Update readme

ROCm · Aug 18, 2024 · c550c5b · c550c5b
1 parent cba3d19
commit c550c5b
Showing 1 changed file with 17 additions and 1 deletion.
diff --git a/python/perf-kernels/tune_gemm/README.md b/python/perf-kernels/tune_gemm/README.md
@@ -3,6 +3,7 @@
 ## matmul kernel
 
 The matmul kernel implementation can be found as [matmul_kernel.py](https://github.com/ROCm/triton/blob/main_perf/python/perf-kernels/tune_gemm/matmul_kernel.py), which includes the following features:
+- XCD-based pid remapping
 - grouping order of workgroup id, which is controlled by `GROUP_SIZE_M`, that
 implements L2 cache optimization introduced in the [tutorial](https://triton-lang.org/main/getting-started/tutorials/03-matrix-multiplication.html#l2-cache-optimizations).

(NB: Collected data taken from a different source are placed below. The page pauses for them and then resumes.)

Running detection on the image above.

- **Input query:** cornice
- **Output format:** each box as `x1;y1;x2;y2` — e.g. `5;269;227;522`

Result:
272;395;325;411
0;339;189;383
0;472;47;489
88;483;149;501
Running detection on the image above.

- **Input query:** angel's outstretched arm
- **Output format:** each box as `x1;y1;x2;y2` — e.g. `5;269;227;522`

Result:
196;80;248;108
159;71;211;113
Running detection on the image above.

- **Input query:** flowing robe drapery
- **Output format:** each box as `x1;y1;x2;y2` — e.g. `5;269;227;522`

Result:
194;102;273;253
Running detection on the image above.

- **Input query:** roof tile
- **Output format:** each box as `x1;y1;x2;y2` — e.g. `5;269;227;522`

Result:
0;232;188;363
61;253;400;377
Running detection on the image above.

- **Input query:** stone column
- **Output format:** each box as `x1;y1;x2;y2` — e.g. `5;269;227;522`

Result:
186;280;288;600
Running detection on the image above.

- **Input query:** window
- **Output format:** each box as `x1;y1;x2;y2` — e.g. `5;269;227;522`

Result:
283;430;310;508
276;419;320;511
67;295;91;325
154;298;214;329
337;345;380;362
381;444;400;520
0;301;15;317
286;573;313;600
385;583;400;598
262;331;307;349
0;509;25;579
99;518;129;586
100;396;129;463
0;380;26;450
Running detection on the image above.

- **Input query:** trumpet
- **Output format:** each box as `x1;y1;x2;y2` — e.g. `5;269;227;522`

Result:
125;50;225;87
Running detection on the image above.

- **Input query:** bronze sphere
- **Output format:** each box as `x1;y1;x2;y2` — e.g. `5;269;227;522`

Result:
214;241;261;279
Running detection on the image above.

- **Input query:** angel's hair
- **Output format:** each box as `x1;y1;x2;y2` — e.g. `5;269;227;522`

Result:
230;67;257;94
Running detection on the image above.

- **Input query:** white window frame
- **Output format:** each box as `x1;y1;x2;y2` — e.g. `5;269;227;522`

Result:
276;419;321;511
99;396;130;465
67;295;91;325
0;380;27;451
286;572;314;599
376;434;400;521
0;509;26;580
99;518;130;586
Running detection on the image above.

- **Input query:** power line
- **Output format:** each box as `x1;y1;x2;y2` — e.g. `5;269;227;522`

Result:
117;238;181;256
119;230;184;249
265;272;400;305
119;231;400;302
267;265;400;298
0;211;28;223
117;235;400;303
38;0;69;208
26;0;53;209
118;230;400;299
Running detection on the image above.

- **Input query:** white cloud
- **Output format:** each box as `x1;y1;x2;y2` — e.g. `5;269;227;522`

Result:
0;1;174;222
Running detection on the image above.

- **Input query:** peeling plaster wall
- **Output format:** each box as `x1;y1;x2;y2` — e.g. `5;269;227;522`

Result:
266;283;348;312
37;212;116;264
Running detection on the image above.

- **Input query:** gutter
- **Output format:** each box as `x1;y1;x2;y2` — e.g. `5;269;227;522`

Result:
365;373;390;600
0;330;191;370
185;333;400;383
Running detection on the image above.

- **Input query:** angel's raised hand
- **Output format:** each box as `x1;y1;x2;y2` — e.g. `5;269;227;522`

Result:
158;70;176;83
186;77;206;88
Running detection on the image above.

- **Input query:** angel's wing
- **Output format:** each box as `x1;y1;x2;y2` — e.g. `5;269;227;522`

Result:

 - split-k algorithm, which is controlled by `SPLIT_K`.
@@ -144,7 +145,7 @@ The default value is 1000.
 
 The general idea of the tuning script can be summarized as
 - Compile all the kernels in the tuning space in parallel.
-- Divide the tuning space into tasks and invoke `rocprofv2` once per
+- Divide the tuning space into tasks and invoke `rocprof` once per
 task. This will save invocation overhead of the profiler.
 - Profile tasks in parallel on multiple GPUs.
 
@@ -309,6 +310,21 @@ places:
   - Statically set `device` and `stream` in the [jit.py](https://github.com/triton-lang/triton/blob/fd691c67ac20958a67693358186d877790f5f48f/python/triton/runtime/jit.py#L588-L589)
 
 
+# GEMM Tuning Script v3.4
+
+## API changes
+
+No API changes
+
+## Implementation changes
+
+- Now the matmul_kernel supports XCD-based pid remapping. Details with experiments
+will be added later.
+- Switched back to rocprofv1. Check [ticket#228](https://github.com/ROCm/triton-internal/issues/228) for more details.
+- Improved the post-procesing logic to filter out the "spikes" in the profiling results.
+- Reduced the number of iterations in both tuning and benchmark mode (120 and 200).
+
+
 # One config running script
 
 `one_config.py` is a script that runs one given matmul config.